CMPUT 652: Reinforcement Learning with Robots (Fall 2019)

In this course, we will study the foundations of RL to be able to develop policy learning methods and learn about systematic ways of studying a real-time system to reveal the uncertainties involved in real-world tasks. This investigation will allow us to understand the differences between real-world and standard simulated tasks so that we can adapt task setups and algorithmic implementations to the real world as well as enhance the simulated tasks to incorporate the additional challenges in real-time systems. En route, we will learn about other promising approaches to learning in robotics that are not performed in real-time, such as learning from demonstration and simulation-to-reality transfer.

CMPUT 397: Reinforcement Learning (Winter 2020)

In this course, we study the design, analysis, and applications of reinforcement learning agents that interact with a complex, uncertain world to achieve a goal. We will emphasize agents that can make near-optimal decisions in a timely manner with incomplete information and limited computational resources. The course will cover Markov decision processes, reinforcement learning, planning, function approximation (online supervised learning) and real-world applications. The course will take an information-processing approach to the concept of mind and briefly touch on perspectives from artificial intelligence, psychology, neuroscience, philosophy, and robotics.

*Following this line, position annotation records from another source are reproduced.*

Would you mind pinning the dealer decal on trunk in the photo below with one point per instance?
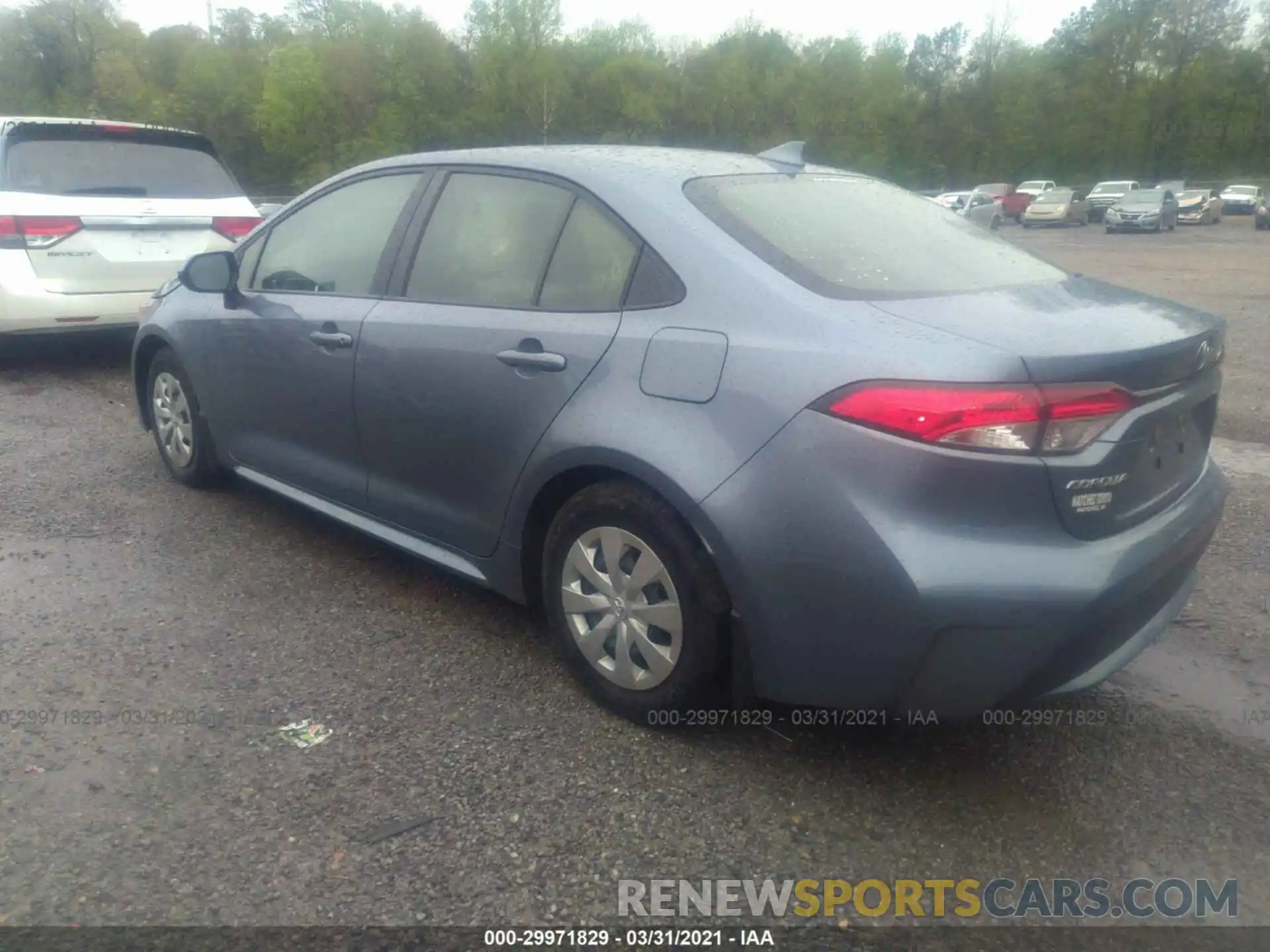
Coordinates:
(1091, 502)
(1095, 502)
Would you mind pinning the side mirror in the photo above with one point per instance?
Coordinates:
(211, 273)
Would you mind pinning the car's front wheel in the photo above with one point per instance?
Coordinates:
(179, 430)
(635, 603)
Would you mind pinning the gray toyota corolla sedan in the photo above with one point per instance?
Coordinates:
(745, 428)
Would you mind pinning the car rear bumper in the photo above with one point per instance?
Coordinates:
(868, 578)
(27, 307)
(1137, 225)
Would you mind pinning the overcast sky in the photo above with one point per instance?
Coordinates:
(705, 19)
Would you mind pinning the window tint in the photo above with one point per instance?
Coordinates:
(334, 244)
(101, 165)
(248, 258)
(654, 284)
(855, 238)
(488, 241)
(591, 264)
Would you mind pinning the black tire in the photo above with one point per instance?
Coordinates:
(201, 470)
(697, 678)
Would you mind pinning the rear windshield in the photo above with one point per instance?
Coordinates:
(91, 163)
(1056, 196)
(853, 238)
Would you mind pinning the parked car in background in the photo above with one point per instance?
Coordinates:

The course will use a recently created MOOC on Reinforcement Learning, created by the Instructors of this course. Much of the lecture material and assignments will come from the MOOC. In-class time will be largely spent on discussion and thinking about the material, with some supplementary lectures.

Pre-requisites: The course will use Python 3. You should either know Python 3 or be sufficiently experienced with programming in other languages that you can learn Python 3 quickly. We will use elementary ideas of probability, calculus, and linear algebra, such as expectations of random variables, conditional expectations, partial derivatives, vectors, and matrices. Students should either be familiar with these topics or be ready to pick them up quickly as needed by consulting outside resources or the teaching assistants.